Baykal, Dağlıca baskını sonrası yapılan askeri operasyonun, sorunun kalıcı çözümünü güvence altına alınmasını sağlamaya yetmediğini de kaydetti.
"Zafiyet, iktidar ve belli çevrelerin zihnindeki bulanıklık"
Kuzey Irak konusu çözülmeden, olaylarla karşı karşıya kalacaklarını ifade eden Baykal, bu konuda idare edilmeyi değil, sorunun çözülmesini istediklerini söyledi. Baykal, birinci zafiyet noktasının da bu olduğunu kaydetti.

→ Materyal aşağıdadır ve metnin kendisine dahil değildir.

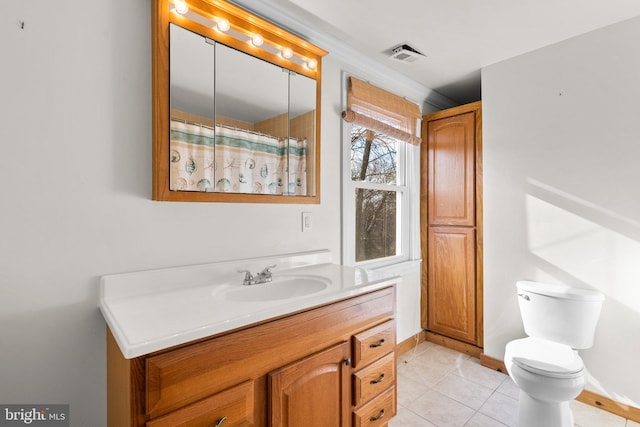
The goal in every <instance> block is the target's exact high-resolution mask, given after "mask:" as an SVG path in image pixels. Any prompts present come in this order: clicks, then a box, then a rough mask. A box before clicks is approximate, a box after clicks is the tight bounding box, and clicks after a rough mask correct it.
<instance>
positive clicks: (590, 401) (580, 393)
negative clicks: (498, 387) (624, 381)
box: [480, 353, 640, 423]
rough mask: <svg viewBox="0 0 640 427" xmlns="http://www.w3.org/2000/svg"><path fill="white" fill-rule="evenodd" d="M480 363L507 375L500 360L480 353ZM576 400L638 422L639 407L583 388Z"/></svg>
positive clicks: (504, 365)
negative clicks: (595, 392)
mask: <svg viewBox="0 0 640 427" xmlns="http://www.w3.org/2000/svg"><path fill="white" fill-rule="evenodd" d="M480 364H481V365H482V366H486V367H487V368H490V369H495V370H496V371H500V372H502V373H505V374H507V375H508V373H507V367H506V366H505V364H504V362H503V361H502V360H499V359H495V358H493V357H490V356H487V355H486V354H484V353H482V354H481V355H480ZM576 400H577V401H579V402H582V403H585V404H587V405H591V406H595V407H596V408H598V409H602V410H603V411H607V412H611V413H612V414H616V415H619V416H621V417H623V418H627V419H629V420H631V421H635V422H637V423H640V409H638V408H636V407H634V406H630V405H626V404H623V403H620V402H617V401H615V400H613V399H610V398H608V397H604V396H601V395H599V394H597V393H594V392H592V391H589V390H583V391H582V393H580V395H579V396H578V397H576Z"/></svg>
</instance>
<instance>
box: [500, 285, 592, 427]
mask: <svg viewBox="0 0 640 427" xmlns="http://www.w3.org/2000/svg"><path fill="white" fill-rule="evenodd" d="M516 289H517V293H518V306H519V308H520V315H521V316H522V321H523V323H524V330H525V332H526V334H527V335H528V338H522V339H517V340H513V341H510V342H509V343H507V345H506V347H505V355H504V363H505V365H506V367H507V371H508V372H509V375H510V376H511V379H512V380H513V381H514V382H515V383H516V385H517V386H518V388H519V389H520V399H519V403H518V419H519V424H518V426H519V427H540V426H545V427H573V414H572V413H571V409H570V408H569V402H570V401H571V400H573V399H575V398H576V397H577V396H578V395H579V394H580V393H581V392H582V390H583V388H584V386H585V384H586V370H585V367H584V363H583V362H582V359H581V358H580V356H579V355H578V352H577V350H578V349H585V348H589V347H591V346H592V345H593V337H594V334H595V329H596V324H597V323H598V317H600V310H601V308H602V303H603V301H604V295H603V294H601V293H600V292H596V291H592V290H587V289H580V288H572V287H569V286H564V285H550V284H545V283H538V282H530V281H519V282H517V283H516Z"/></svg>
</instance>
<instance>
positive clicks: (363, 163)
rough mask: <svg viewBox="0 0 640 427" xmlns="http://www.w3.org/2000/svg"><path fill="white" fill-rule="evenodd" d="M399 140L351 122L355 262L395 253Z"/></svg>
mask: <svg viewBox="0 0 640 427" xmlns="http://www.w3.org/2000/svg"><path fill="white" fill-rule="evenodd" d="M397 160H398V141H397V140H396V139H395V138H392V137H390V136H387V135H384V134H381V133H377V132H374V131H371V130H368V129H364V128H362V127H359V126H356V125H353V126H352V128H351V179H352V180H353V181H354V183H356V189H355V191H356V194H355V196H356V203H355V216H356V221H355V234H356V235H355V258H356V262H360V261H368V260H372V259H377V258H384V257H389V256H395V255H397V252H398V249H397V248H398V242H397V240H398V238H397V235H398V234H397V232H398V230H397V224H398V221H397V220H398V206H399V203H400V200H399V199H400V196H401V194H400V193H399V188H398V187H397V186H398V184H401V183H399V182H398V180H399V174H398V162H397Z"/></svg>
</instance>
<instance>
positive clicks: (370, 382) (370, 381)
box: [369, 374, 384, 384]
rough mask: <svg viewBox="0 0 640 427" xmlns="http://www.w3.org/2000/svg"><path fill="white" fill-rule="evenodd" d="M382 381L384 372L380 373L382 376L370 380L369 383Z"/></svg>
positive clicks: (381, 381) (383, 377) (372, 382)
mask: <svg viewBox="0 0 640 427" xmlns="http://www.w3.org/2000/svg"><path fill="white" fill-rule="evenodd" d="M382 381H384V374H380V376H379V377H378V378H376V379H375V380H371V381H369V384H378V383H381V382H382Z"/></svg>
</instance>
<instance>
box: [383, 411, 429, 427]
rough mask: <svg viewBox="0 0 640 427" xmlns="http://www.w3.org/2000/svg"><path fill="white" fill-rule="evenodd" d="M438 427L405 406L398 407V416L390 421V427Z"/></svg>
mask: <svg viewBox="0 0 640 427" xmlns="http://www.w3.org/2000/svg"><path fill="white" fill-rule="evenodd" d="M432 426H433V427H437V426H436V425H435V424H432V423H430V422H429V421H427V420H425V419H424V418H422V417H421V416H420V415H418V414H415V413H413V412H411V411H410V410H408V409H407V408H405V407H403V406H398V414H397V415H396V416H395V417H394V418H393V419H392V420H391V421H389V427H432Z"/></svg>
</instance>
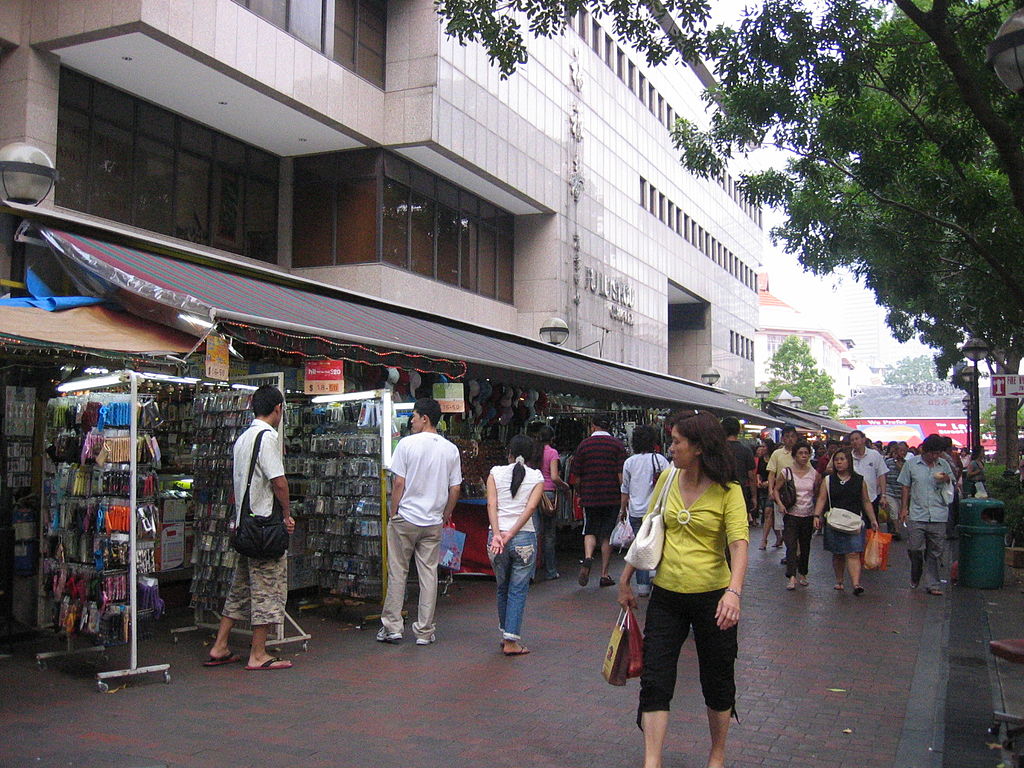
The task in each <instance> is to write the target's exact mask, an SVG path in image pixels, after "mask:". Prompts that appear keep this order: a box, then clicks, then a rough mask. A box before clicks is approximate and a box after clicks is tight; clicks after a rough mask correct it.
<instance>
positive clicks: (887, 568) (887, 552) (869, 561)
mask: <svg viewBox="0 0 1024 768" xmlns="http://www.w3.org/2000/svg"><path fill="white" fill-rule="evenodd" d="M866 536H867V543H866V544H865V545H864V567H865V568H867V569H868V570H887V569H888V568H889V545H890V544H891V543H892V540H893V536H892V534H883V532H881V531H879V532H876V531H874V530H873V529H871V528H868V530H867V535H866Z"/></svg>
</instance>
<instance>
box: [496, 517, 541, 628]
mask: <svg viewBox="0 0 1024 768" xmlns="http://www.w3.org/2000/svg"><path fill="white" fill-rule="evenodd" d="M493 537H494V535H493V534H488V535H487V546H488V548H489V546H490V540H492V538H493ZM487 555H488V557H489V558H490V565H492V567H493V568H494V569H495V581H496V582H497V583H498V626H499V627H500V628H501V631H502V638H503V639H504V640H514V641H518V640H519V630H520V629H521V627H522V614H523V610H524V609H525V607H526V592H527V591H528V590H529V579H530V577H531V575H532V574H534V563H535V562H536V561H537V534H536V532H534V531H532V530H520V531H519V532H518V534H516V535H515V536H514V537H512V540H511V541H509V542H508V543H506V545H505V549H504V550H503V551H502V553H501V554H500V555H495V554H490V552H489V549H488V551H487Z"/></svg>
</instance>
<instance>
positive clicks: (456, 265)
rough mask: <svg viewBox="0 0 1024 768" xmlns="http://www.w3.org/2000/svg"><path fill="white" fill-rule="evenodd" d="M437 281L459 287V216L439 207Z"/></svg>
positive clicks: (438, 205) (454, 213)
mask: <svg viewBox="0 0 1024 768" xmlns="http://www.w3.org/2000/svg"><path fill="white" fill-rule="evenodd" d="M437 280H440V281H443V282H444V283H449V284H451V285H453V286H457V285H459V214H458V213H457V212H456V210H455V209H453V208H450V207H449V206H446V205H441V204H438V206H437Z"/></svg>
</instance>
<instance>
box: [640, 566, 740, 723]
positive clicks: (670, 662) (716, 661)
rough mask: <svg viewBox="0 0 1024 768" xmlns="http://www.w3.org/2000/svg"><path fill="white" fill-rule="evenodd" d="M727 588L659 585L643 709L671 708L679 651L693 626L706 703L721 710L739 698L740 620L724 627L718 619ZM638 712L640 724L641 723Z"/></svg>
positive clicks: (717, 710)
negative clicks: (730, 625) (737, 627)
mask: <svg viewBox="0 0 1024 768" xmlns="http://www.w3.org/2000/svg"><path fill="white" fill-rule="evenodd" d="M724 592H725V590H724V589H720V590H713V591H712V592H695V593H690V594H684V593H681V592H672V591H670V590H666V589H662V588H660V587H658V586H656V585H655V586H654V588H653V590H652V592H651V595H650V602H649V603H648V605H647V620H646V624H645V626H644V633H643V672H642V673H641V675H640V708H639V713H640V714H642V713H644V712H667V711H668V710H669V702H670V701H672V695H673V693H675V690H676V672H677V666H678V664H679V651H680V650H681V649H682V647H683V643H684V642H685V641H686V638H687V637H688V636H689V634H690V628H691V627H692V628H693V641H694V642H695V643H696V648H697V663H698V666H699V668H700V689H701V690H702V691H703V696H705V703H706V705H707V706H708V708H709V709H711V710H715V711H716V712H726V711H733V710H734V707H735V703H736V680H735V675H734V672H733V670H734V667H735V662H736V652H737V644H736V636H737V632H736V629H737V628H736V626H733V627H730V628H729V629H727V630H720V629H719V628H718V624H717V623H716V621H715V611H716V610H717V609H718V601H719V600H720V599H721V598H722V594H723V593H724ZM640 714H638V715H637V724H638V725H639V723H640Z"/></svg>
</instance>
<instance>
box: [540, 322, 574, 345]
mask: <svg viewBox="0 0 1024 768" xmlns="http://www.w3.org/2000/svg"><path fill="white" fill-rule="evenodd" d="M568 337H569V327H568V325H567V324H566V323H565V321H563V319H562V318H561V317H549V318H548V319H547V321H546V322H545V324H544V325H543V326H541V338H542V339H544V341H546V342H548V343H549V344H551V345H553V346H556V347H557V346H561V345H562V344H564V343H565V340H566V339H567V338H568Z"/></svg>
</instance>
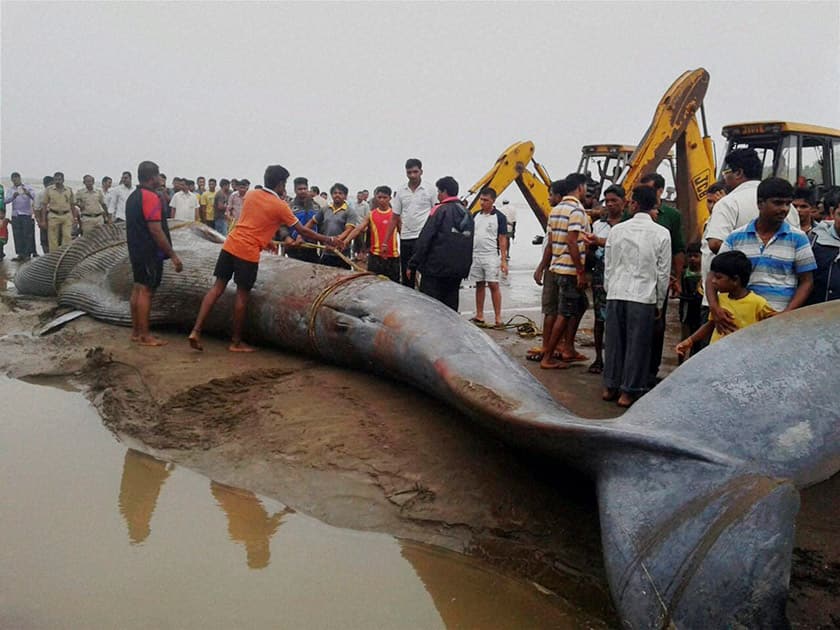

Baykal, terörle mücadeledeki diğer bir zafiyetin, iktidar ve belli çevrelerin zihnindeki bulanıklık olduğunu savunarak, "Türkiye, bir yandan terörle mücadele ediyor, diğer yandan tırnak içinde meşru kabul edilen güçler, hatta bir kısmı etkili ve yetkili noktada bulunan güçler, terörle mücadelenin karşısında, bir tavır takınma imkanını bulabiliyor" dedi.
"Terörü birlikte tarif edemiyoruz, teröre birlikte karşı duramıyoruz, terörü kınamıyoruz, hak biliyoruz, meşrulaştırmaya gayret ediyoruz" diyen Baykal, hiçbir demokratik ülkenin, böyle bir uygulamaya izin veremeyeceğini vurguladı. Bunun demokrasiyle ilgili bulunmadığını, şaşkınlık olduğunu belirten Baykal, hiçbir demokratik ülkede, terör yapanları himaye etmeye, övmeye, terörü sahiplenmeye, teröre destek vermeye izin verilemeyeceğini söyledi.
Baykal, bunlara izin verilmesi halinde terörle mücadelenin başarılı olamayacağını dile getirerek, son dönemde ciddi terör olayları yaşayan İspanya ve İngiltere'nin, terör olaylarını kınamayanları meşru saymadığını kaydetti.